Dissertations, Theses, and Capstone Projects

Date of Degree


Document Type


Degree Name



Computer Science


William Gregory Sakas

Committee Members

Alla Rozovskaya

Kyle Gorman

Charles Yang

Subject Categories

Computer Sciences


Language Acquisition, Corpus Linguistics, Child Language, Computational Linguistics, Historical Syntax, Old English


Grammar competition theory postulates that variation in a speaker is the result of different grammars competing against each other. This study performs an analysis of two case studies of empirical observations attributed to possible grammar competition — subject drop in English-speaking children and variation observed in Old English.

Children in an English-speaking environment drop subjects early on during acquisition. Orfitelli and Hyams (2012) find that young English-speaking children mistakenly interpret imperative null subject utterances as declaratives. They suggest that this misinterpretation can be attributed to performance factors, which leads to grammar competition and subsequently subject drop in English children.
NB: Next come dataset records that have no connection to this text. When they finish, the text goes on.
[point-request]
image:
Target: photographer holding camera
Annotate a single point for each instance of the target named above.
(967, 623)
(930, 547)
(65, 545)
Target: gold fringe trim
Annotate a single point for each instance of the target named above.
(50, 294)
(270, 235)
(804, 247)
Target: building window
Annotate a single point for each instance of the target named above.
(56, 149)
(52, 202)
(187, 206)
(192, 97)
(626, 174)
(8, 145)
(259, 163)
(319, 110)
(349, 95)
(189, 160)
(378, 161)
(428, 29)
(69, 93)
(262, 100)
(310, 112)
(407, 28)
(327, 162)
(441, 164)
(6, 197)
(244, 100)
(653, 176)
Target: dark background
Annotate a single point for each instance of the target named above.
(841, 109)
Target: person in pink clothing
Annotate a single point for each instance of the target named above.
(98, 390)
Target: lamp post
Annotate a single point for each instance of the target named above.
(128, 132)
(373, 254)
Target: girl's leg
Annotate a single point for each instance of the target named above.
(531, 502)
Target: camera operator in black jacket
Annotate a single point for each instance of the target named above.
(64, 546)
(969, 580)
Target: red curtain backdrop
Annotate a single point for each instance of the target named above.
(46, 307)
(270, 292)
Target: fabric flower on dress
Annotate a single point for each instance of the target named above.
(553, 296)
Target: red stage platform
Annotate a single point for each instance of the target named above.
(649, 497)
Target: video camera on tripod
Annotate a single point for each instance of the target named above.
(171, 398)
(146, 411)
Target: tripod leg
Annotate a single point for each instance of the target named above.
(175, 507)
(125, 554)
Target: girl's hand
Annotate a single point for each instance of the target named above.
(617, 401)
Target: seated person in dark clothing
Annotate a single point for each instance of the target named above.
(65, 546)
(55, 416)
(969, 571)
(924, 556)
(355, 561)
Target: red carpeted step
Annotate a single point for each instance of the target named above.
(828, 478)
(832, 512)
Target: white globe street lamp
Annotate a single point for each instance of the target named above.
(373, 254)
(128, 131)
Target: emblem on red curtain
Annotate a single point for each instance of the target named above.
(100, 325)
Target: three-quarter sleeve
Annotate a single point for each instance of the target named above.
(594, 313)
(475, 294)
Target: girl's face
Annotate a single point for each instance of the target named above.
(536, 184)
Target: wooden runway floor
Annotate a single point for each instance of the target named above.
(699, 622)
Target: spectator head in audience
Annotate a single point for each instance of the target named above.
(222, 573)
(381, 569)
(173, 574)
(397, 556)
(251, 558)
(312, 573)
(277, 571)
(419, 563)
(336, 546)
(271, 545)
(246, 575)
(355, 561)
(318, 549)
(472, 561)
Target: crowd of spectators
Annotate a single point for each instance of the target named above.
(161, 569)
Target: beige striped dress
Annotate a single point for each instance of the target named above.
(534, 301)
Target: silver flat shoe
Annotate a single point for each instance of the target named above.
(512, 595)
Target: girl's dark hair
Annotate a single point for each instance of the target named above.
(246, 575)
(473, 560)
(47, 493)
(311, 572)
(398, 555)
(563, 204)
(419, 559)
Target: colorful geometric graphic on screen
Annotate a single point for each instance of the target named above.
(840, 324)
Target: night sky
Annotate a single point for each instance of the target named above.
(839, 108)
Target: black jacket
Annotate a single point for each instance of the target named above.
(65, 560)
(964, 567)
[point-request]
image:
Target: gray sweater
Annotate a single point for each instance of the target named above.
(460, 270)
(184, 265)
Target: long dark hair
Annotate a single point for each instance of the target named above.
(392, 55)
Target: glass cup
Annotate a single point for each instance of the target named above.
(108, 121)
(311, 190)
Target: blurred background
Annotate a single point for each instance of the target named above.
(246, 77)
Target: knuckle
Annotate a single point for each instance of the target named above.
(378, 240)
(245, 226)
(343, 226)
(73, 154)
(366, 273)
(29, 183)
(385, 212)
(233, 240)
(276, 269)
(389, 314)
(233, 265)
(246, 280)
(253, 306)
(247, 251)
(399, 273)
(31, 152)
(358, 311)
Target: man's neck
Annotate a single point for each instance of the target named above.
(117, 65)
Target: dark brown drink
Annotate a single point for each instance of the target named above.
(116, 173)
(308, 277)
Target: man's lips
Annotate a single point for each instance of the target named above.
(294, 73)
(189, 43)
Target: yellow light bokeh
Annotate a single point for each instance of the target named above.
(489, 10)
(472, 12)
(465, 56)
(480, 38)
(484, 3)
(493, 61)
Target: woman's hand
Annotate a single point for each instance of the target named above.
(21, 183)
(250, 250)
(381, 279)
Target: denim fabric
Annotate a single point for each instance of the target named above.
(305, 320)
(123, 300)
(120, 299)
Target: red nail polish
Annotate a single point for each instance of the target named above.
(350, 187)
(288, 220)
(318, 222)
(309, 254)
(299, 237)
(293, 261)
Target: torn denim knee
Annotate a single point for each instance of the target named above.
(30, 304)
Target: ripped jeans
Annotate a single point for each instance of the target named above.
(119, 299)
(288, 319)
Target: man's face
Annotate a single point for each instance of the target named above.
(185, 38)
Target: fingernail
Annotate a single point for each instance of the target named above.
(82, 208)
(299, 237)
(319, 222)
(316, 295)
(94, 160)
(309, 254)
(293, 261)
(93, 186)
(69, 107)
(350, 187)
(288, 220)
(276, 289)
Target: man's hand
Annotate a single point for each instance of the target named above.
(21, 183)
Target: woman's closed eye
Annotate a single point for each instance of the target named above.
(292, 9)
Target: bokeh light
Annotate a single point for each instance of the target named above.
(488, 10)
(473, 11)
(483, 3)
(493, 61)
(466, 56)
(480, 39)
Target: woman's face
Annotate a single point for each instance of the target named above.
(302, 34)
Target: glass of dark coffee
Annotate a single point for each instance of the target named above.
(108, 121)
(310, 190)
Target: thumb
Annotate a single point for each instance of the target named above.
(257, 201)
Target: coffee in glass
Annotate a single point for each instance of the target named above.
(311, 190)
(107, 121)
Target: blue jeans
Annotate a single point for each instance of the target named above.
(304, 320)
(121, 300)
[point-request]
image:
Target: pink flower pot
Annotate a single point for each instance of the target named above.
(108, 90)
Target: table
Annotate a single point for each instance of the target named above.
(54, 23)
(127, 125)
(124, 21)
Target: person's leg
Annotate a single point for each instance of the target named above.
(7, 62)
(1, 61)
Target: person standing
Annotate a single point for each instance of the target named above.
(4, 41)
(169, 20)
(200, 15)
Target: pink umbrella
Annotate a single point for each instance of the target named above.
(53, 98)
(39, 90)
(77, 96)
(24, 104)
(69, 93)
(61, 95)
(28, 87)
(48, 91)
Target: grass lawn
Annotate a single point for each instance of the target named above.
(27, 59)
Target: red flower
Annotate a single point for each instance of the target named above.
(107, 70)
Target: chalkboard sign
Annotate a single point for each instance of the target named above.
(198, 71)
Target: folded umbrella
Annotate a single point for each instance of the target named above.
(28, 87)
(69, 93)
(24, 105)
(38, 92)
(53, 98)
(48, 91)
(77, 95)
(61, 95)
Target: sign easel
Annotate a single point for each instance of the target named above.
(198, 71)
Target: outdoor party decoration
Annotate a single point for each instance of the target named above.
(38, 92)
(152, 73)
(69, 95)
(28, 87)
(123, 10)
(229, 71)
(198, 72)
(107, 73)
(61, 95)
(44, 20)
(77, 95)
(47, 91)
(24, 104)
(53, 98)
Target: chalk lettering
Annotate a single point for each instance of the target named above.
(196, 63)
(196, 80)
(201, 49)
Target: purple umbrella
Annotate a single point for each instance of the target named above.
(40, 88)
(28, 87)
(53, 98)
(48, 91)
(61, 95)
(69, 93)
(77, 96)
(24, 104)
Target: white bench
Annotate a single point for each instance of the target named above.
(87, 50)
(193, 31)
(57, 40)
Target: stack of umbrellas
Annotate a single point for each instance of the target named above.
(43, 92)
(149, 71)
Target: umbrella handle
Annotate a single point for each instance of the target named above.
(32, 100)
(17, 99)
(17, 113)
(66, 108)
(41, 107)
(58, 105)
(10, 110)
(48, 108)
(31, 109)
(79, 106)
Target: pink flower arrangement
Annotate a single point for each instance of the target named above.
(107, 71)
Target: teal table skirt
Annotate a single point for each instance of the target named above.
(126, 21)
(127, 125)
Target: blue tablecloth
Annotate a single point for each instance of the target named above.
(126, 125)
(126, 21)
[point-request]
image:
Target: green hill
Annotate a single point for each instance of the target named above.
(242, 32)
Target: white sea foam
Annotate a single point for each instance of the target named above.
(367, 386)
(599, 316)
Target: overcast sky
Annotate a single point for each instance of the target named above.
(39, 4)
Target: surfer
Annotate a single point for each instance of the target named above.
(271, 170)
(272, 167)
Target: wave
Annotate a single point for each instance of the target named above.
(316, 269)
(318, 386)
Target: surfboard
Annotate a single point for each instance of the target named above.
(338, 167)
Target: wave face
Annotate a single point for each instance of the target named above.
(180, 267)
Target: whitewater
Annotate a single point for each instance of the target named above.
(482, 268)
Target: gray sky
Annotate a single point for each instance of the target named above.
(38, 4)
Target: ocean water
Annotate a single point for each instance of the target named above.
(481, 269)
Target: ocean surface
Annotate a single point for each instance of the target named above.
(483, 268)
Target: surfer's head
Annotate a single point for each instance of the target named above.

We introduce a novel computational parameter to quantify this developmental misinterpretation and fold the parameter into two sets of simulations to model the acquisition of English grammar. The results from the simulations lend support to Orfitelli and Hyams' proposal. More generally, this work presents a framework for future computational modeling of grammatical acquisition in conjunction with other critical factors that shape a child's course of language acquisition.

Corpus linguistics has two main research approaches: “corpus-based” and “corpus-driven”. Corpus-based studies involve an exploration of the corpus guided by predefined hypotheses or intuition. On the contrary, a corpus-driven study makes minimal assumptions and forms an analysis after an unbiased exploration of the corpus, uncovering patterns not considered under the microscopic focus of a hypotheses-driven search. The second part of the thesis revisits the observed variation in Old English. This variation has been attributed to competing grammars in various corpus-based studies. This thesis presents the first corpus-driven exploration of the York-Toronto-Helsinki Parsed Corpus of Old English Prose, with the aim of investigating a grammar competition account. Using a corpus-driven search method and adopting a broader set of assumptions that drives the analysis that ensues, we are able to document and re-analyze an exhaustive list of word-order patterns, subsequently enriching/challenging previous findings.

The contributions in this work add substantially to our understanding of language variation and grammar competition in two distinct and disparate use cases. More importantly, this work borrows from work done in the computational field and constructs robust methodologies that could guide future research in this highly interdisciplinary field of research.